Les victimes de Norbourg en avaient gros sur le coeur cette semaine, à l'annonce de la libération conditionnelle de Vincent Lacroix. Plusieurs n'en reviennent pas que les crimes qui lui sont reprochés ne soient pas considérés comme violents. Ils savent de quoi ils parlent. Les crimes économiques ont des conséquences brutales sur ceux qui les subissent.

En septembre 2005, Michel Vézina a dû reprendre son ancien métier de débosseleur. Un boulot exigeant, où l'on manipule des produits chimiques et où l'on doit travailler debout, à genoux et au sol. Quarante heures par semaine. Plus maintenant. À 70 ans, il n'en a plus la force. Il effectue des menus travaux comme des contrats de peinture, une quinzaine d'heures par semaine. Pas le choix. Tout l'argent de sa retraite a disparu dans le scandale Norbourg.

 

Des cas comme le sien, il y en a beaucoup. Cette gigantesque fraude de 115 millions de dollars a frappé quelque 9200 personnes, dont un grand nombre de retraités. La plupart ne sont pas sorties sur la place publique pour raconter leurs déboires. Plusieurs sont minées par la honte, comme si elles étaient responsables de ce qui leur arrive, alors que leurs placements n'avaient rien de téméraire.

Quelques investisseurs, heureusement, ont pris la parole au procès ou dans les médias.

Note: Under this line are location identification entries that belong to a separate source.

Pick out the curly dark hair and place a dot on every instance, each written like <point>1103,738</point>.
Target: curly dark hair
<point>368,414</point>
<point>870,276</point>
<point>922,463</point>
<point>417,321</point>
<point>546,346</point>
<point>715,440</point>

On se souvient de cette retraitée de 61 ans, forcée de s'exiler dans une autre région pour prendre un emploi à 9$ l'heure: sa tension artérielle et son taux de cholestérol ont grimpé en flèche, et elle s'est mise à faire du diabète. Et ce conseiller financier de Québec, qui avait lui aussi des problèmes de tension artérielle. On parle ici de séquelles bien tangibles, aussi concrètes que celles laissées par une agression physique.

À 66 ans, Réal Ouimet est obligé de travailler à temps plein lui aussi, comme responsable de la sécurité à Ski Bromont, «Heureusement que j'ai la santé. Mais combien de temps ça va durer?», nous a-t-il lancé. Aussi longtemps que nécessaire, c'est ce que nous lui souhaitons. Sauf qu'il touche au coeur du problème. Ce n'est pas seulement de l'argent qu'on a volé aux épargnants, mais de précieuses années de vie active. Des années de repos bien mérité, durant lesquelles ils ne devraient pas avoir à s'échiner, au risque de leur santé. Et on ne parle même pas de toute la colère, l'angoisse et la détresse psychologique qu'engendre cette situation.

Le crime économique n'est pas une infraction abstraite. C'est un délit qui a des impacts humains très graves. Il faut en prendre conscience. Ça ne freinera pas des gens comme Vincent Lacroix, qui n'a jamais manifesté grand sympathie pour les victimes. Les dirigeants, les corps policiers et les divers systèmes de surveillance, par contre, doivent se sentir interpelés.

Il ne suffit pas de protéger la réputation des marchés. Il faut d'abord penser aux individus qui y investissent leur avenir. Et pour limiter le nombre de victimes, il n'y a pas 36 solutions. Il faut miser sur la prévention, et intervenir rapidement. L'affaire Norbourg nous montre qu'il y a encore beaucoup de travail à faire de ce côté-là.